Migration to Beam
This repository is only for reference. The Flink™ Runner has been donated to Apache Beam. Development has been moved to the Beam repository; new features or bug fixes will only be provided as part of Beam.
Please see the Flink Runner in the Beam repository.
Flink-Dataflow is a Runner for Google Dataflow (aka Apache Beam™) which enables you to run Dataflow programs with Apache Flink™. It integrates seamlessly with the Dataflow API, allowing you to execute Dataflow programs in streaming or batch mode.
Full Dataflow Windowing and Triggering Semantics
The Flink™ Dataflow Runner supports Event Time allowing you to analyze data with respect to its associated timestamp. It handles out-or-order and late-arriving elements. You may leverage the full power of the Dataflow windowing semantics like time-based, sliding, tumbling, or count windows. You may build session windows which allow you to keep track of events associated with each other.
The program's state is persisted by Apache Flink™. You may re-run and resume your program upon failure or if you decide to continue computation at a later time.
Sources and Sinks
Build your own data ingestion or digestion using the source/sink interface. Re-use Flink's sources and sinks or use the provided support for Apache Kafka.

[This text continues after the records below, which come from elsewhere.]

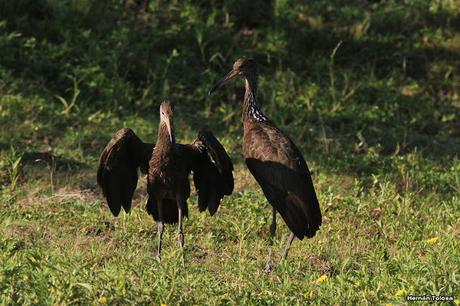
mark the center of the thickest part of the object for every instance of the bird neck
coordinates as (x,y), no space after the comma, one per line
(164,144)
(251,109)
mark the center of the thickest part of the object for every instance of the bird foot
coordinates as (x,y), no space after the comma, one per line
(268,268)
(181,240)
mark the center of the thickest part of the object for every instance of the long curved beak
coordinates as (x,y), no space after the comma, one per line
(225,79)
(169,127)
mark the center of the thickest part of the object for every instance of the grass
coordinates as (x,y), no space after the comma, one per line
(376,117)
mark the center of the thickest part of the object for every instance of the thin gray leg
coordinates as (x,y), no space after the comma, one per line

To execute a Dataflow program in streaming mode, just enable streaming in the
That's it. If you prefer batched execution, simply disable streaming mode.
Flink gives you out-of-core algorithms which operate on its managed memory to perform sorting, caching, and hash table operations. We have optimized operations like CoGroup to use Flink's optimized out-of-core implementation.
We guarantee job-level fault-tolerance which gracefully restarts failed batch jobs.
Sources and Sinks
Build your own data ingestion or digestion using the source/sink interface or re-use Flink's sources and sinks.
The Flink Dataflow Runner maintains as much compatibility with the Dataflow API as possible. We support transformations on data like:
- Side inputs/outputs
To get started using Flink-Dataflow, we first need to install the latest version.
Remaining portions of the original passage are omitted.